Intendiamoci, scelta ovviamente scontata, legittima, non si potevano seguire strade alternative dinanzi alla ricomparsa di un ex campione del mondo, peraltro tornato con un ingaggio notevole e impegnato soltanto per gli avvenimenti più importanti dell'annata, ma bisogna compiere lo sforzo di non andare oltre il sottile e forse invisibile filo del limite, altrimenti si rischierebbe di trasmettere il messaggio di puntare la buona riuscita dello show esclusivamente sulla battaglia HHH vs Lesnar e di togliere la luce del palcoscenico che spetta di diritto alle altre sfide.

Ho sentito pareri discordanti sulla card di Summerslam, qualcuno sostiene che non assisterebbe allo show in caso di assenza di Brock Lesnar o comunque senza la sfida contro The Game. Questo pensiero deriva dalla convinzione che nei quartieri alti della federazione oltre all'ex campione UFC ci sia il nulla, si sottovalutano le altre sfide, oppure la WWE ha lavorato male sul resto della card? A mio modesto parere la realtà sta nel mezzo come spesso accade.

Lesnar vs HHH costituisce la sfida più attesa, non soltanto perché rappresenta il secondo match ufficiale di Brock dopo il suo ritorno in WWE, ma perché la rivalità ha varcato i limiti, soprattutto dopo l'aggressione subita da Shawn Michaels nell'ultimo Raw, è andata sul personale e in questi casi battaglie memorabili e violente sono sempre all'ordine del giorno. Non va inoltre trascurato un altro aspetto: sinceramente dopo le sfide memorabili contro The Undertaker, non mi aspettavo che The Game venisse impegnato in una sfida dal così elevato tasso di difficoltà e di spiegamento di energie. Si tratta di una sfida potenzialmente imperdibile, poiché può sempre rappresentare una delle ultime performance ad alto livello dell'ex boss dell'Evolution.

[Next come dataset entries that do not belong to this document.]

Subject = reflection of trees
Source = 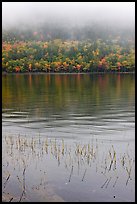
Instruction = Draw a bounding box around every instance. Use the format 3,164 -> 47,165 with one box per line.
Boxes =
2,74 -> 135,116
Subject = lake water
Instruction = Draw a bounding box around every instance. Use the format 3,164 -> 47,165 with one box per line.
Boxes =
2,73 -> 135,202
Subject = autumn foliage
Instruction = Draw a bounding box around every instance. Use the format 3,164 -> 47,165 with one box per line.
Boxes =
2,38 -> 135,73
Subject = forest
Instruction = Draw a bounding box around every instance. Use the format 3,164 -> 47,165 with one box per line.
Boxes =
2,23 -> 135,73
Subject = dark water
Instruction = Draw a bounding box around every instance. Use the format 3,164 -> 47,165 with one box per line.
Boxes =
2,74 -> 135,202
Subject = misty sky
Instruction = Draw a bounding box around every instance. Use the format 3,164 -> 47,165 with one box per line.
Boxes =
2,2 -> 135,28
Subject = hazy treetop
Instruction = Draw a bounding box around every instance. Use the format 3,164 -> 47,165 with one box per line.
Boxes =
2,2 -> 135,28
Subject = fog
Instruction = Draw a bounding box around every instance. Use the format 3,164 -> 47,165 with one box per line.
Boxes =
2,2 -> 135,29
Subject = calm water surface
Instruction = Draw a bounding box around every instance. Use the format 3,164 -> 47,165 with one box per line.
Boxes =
2,74 -> 135,202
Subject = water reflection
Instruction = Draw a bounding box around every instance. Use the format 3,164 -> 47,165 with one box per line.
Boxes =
2,74 -> 135,202
3,135 -> 135,202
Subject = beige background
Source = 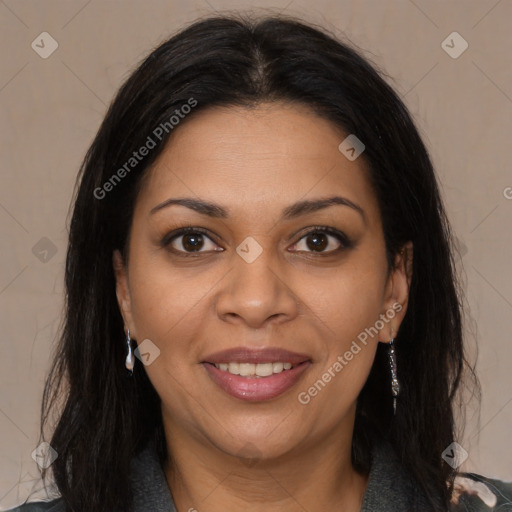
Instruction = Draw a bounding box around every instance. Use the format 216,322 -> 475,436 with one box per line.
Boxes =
0,0 -> 512,508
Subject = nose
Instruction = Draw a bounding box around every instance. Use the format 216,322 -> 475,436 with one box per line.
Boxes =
216,250 -> 298,329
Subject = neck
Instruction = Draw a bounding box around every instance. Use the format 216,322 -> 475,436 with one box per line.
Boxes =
164,408 -> 368,512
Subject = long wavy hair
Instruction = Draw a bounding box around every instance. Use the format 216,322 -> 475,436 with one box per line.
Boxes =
33,15 -> 479,512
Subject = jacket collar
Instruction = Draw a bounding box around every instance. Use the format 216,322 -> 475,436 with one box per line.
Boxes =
131,434 -> 431,512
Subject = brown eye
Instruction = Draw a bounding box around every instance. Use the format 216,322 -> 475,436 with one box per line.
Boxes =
181,233 -> 204,251
161,228 -> 223,255
293,227 -> 352,253
306,232 -> 329,251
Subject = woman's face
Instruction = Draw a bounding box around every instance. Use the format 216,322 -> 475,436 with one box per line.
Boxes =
114,104 -> 409,458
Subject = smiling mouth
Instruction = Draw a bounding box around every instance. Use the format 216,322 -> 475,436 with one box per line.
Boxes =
209,361 -> 302,379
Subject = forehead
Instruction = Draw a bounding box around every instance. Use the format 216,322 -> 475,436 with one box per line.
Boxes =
138,103 -> 378,225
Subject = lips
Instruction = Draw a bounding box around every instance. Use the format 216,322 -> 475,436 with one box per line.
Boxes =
203,347 -> 311,365
202,347 -> 312,402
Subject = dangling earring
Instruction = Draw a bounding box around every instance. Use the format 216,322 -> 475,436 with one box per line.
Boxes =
388,338 -> 400,415
125,329 -> 135,376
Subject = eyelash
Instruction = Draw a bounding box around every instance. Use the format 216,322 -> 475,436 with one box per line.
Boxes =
160,225 -> 353,258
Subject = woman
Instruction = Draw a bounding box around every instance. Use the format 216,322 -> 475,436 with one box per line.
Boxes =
9,13 -> 512,512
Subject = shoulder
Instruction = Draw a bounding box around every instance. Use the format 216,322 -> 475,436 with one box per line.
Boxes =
6,498 -> 66,512
450,473 -> 512,512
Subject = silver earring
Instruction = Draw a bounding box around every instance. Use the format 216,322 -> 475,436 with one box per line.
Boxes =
388,338 -> 400,415
125,329 -> 135,375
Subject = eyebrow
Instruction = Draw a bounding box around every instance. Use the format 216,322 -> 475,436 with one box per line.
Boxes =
149,196 -> 366,221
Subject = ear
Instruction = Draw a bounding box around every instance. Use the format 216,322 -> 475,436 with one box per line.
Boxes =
379,241 -> 413,343
112,249 -> 137,339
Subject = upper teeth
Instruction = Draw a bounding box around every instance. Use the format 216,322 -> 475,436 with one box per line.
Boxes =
215,362 -> 292,377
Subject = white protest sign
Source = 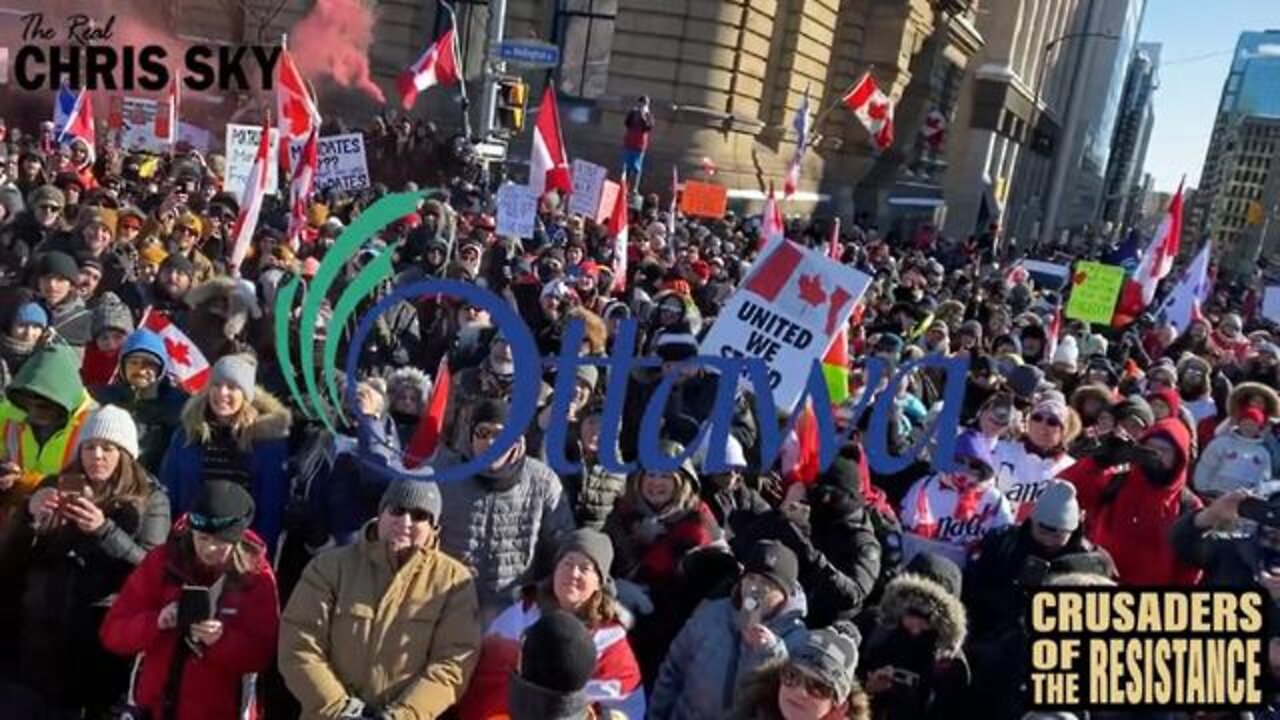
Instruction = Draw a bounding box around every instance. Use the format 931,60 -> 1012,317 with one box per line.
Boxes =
223,124 -> 280,197
699,241 -> 872,413
568,160 -> 609,218
289,132 -> 370,192
1262,284 -> 1280,323
495,184 -> 538,237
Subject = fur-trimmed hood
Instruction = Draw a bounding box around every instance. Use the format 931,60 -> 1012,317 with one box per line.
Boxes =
881,573 -> 969,657
182,387 -> 293,451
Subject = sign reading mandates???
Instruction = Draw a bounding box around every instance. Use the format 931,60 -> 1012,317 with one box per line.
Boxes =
700,241 -> 872,413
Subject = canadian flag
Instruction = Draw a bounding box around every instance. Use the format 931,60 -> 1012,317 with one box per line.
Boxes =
529,85 -> 573,197
608,176 -> 630,292
275,49 -> 320,170
142,307 -> 209,393
289,129 -> 320,250
232,122 -> 271,268
841,73 -> 893,150
396,27 -> 458,110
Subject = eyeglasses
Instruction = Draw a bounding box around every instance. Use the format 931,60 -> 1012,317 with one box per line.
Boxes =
1032,413 -> 1062,428
782,665 -> 836,700
387,505 -> 434,523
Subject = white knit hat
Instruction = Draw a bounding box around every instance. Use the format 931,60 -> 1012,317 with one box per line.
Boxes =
79,405 -> 140,460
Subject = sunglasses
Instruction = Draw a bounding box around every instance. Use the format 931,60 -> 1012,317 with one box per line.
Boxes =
1032,413 -> 1062,428
387,506 -> 433,523
781,666 -> 836,700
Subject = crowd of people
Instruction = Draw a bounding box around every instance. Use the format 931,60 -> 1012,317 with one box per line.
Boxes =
0,109 -> 1280,720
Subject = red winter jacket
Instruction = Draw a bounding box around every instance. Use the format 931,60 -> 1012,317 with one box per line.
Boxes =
1060,407 -> 1201,585
101,523 -> 280,720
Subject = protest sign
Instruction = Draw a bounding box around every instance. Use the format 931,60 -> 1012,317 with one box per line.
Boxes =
1262,284 -> 1280,323
700,241 -> 870,411
1065,260 -> 1124,325
495,184 -> 538,237
568,160 -> 612,218
289,132 -> 370,192
223,124 -> 280,197
680,181 -> 728,218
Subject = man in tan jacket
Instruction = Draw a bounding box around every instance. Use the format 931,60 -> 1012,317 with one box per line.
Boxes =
279,480 -> 480,720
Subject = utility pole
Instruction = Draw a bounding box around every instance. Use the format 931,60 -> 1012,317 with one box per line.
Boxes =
480,0 -> 507,141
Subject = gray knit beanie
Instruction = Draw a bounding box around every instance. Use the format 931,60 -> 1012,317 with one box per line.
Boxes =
79,405 -> 140,460
209,355 -> 257,402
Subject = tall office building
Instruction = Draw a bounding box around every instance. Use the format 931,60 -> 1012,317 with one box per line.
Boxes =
1101,42 -> 1160,229
1184,29 -> 1280,278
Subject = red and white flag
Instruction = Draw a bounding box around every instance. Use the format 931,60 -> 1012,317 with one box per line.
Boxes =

Il resto della card è così deludente, oppure è soltanto una valutazione soggettiva e forse non corretta? In attesa degli sviluppi futuri sulla decisione di Booker T di cancellare la loro sfida da Summerslam, personalmente l'ennesimo duello tra Sheamus e Del Rio, nonostante i due si siano affrontati in numerose occasioni negli ultimi mesi, mi interessa molto essenzialmente per due motivi. I loro match hanno sempre fornito importanti spunti d'interesse e un prodotto assai godibile sia sul piano tecnico che prettamente fisico. La nuova versione del messicano, più violenta della precedente, potrebbe costituire l'ulteriore passo in avanti, salto di qualità del personaggio e wrestler Del Rio, il quale, se e quando dovesse tornare a conquistare la cintura, si meriterebbe un regno più lungo dei precedenti, al momento semplici parentesi nell'archivio del titolo mondiale.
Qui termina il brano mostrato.